I guess I just wanted my maskless face to be more exciting, or at the very least be something that people noticed and cared about. It made me question if I had been actually masking all along or if I was just making things up. The idea of not masking anymore was not just for me, it was also something that I wanted to do to demonstrate to others that they were safe not to mask around me, to teach people about autism, to work on making the world more appropriate for more people. Wearing sweatpants just felt like it wasn’t doing any of that.

So here’s the epiphany that might be very obvious and not very exciting to anyone else: masking looks like a lot of things, but then again so does NOT masking. There will be times where not masking means being A LOT. There will also be times where not masking means being open about how tired and grumpy and overwhelmed I am. Neither one of those is better than the other. When I wrote my goals I was in a season (I have picked up that language from my goal planner and I find it immensely cheesey and weirdly religiously tinged but here I am, using it) of excess. I wanted excuses to dress up. I was feeling drawn to color and light.

And then I dove deep into a lot of goals and my energy was directed elsewhere: I was managing health concerns and money stress and a lot of relationships, and unsurprisingly my impulse was comfort and quiet. Not masking means responding honestly to the things that are happening around you.
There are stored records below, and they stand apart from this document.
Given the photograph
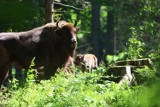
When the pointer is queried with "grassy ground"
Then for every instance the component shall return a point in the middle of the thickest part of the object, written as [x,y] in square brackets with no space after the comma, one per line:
[79,90]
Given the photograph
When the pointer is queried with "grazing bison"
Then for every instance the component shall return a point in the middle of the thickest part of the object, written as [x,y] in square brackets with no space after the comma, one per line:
[52,45]
[86,61]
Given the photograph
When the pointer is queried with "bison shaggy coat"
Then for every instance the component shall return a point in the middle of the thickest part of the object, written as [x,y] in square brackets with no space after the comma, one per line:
[52,45]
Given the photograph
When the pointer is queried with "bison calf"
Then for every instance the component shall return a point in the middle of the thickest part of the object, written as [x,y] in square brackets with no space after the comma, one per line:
[86,62]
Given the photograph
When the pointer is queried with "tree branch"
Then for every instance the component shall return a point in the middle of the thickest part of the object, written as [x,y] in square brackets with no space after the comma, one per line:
[57,3]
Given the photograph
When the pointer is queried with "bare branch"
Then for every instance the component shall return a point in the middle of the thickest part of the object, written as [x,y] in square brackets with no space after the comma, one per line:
[58,3]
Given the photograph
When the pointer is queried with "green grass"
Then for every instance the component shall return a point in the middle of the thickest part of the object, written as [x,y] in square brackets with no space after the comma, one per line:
[78,90]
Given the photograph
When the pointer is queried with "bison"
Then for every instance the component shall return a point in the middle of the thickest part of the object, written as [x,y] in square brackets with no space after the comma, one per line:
[86,62]
[52,45]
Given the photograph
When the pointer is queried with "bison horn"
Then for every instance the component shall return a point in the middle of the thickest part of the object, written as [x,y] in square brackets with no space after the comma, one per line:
[75,24]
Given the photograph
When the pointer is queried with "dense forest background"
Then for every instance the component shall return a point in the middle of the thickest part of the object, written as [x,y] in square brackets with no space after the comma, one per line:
[112,30]
[108,27]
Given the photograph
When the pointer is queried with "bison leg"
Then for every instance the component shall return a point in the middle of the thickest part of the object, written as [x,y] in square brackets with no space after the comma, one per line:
[3,73]
[4,63]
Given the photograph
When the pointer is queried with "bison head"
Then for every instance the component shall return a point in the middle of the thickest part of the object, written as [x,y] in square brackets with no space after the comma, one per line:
[67,33]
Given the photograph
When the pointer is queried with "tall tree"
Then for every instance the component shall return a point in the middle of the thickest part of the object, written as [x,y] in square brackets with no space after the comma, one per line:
[110,28]
[96,29]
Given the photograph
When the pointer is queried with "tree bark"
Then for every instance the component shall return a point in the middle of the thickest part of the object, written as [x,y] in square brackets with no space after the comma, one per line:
[110,30]
[49,8]
[96,30]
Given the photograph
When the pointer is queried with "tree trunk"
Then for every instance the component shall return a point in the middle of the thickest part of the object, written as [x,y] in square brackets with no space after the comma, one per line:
[96,30]
[49,8]
[110,30]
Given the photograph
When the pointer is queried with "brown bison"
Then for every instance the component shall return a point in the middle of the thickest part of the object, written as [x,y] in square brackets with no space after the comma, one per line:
[86,61]
[52,45]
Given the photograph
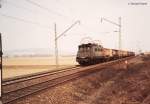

There is nothing less subversive about wearing fucking sweatpants and no bra. Modeling what it means to be constantly exhausted and not hide it is part of the resistance. Showing other people that you are responding to your challenges by resting and caring for yourself is subversive. These are the quiet skills that so few of us have, which makes them all the more important to demonstrate.

So fuck it. I’m proud of how I’ve been not masking in the last six months. I’ve gone braless more times than I can count. I wear mismatched socks. I look like a total slob. And that’s what has allowed me to continue functioning. I’m good with it.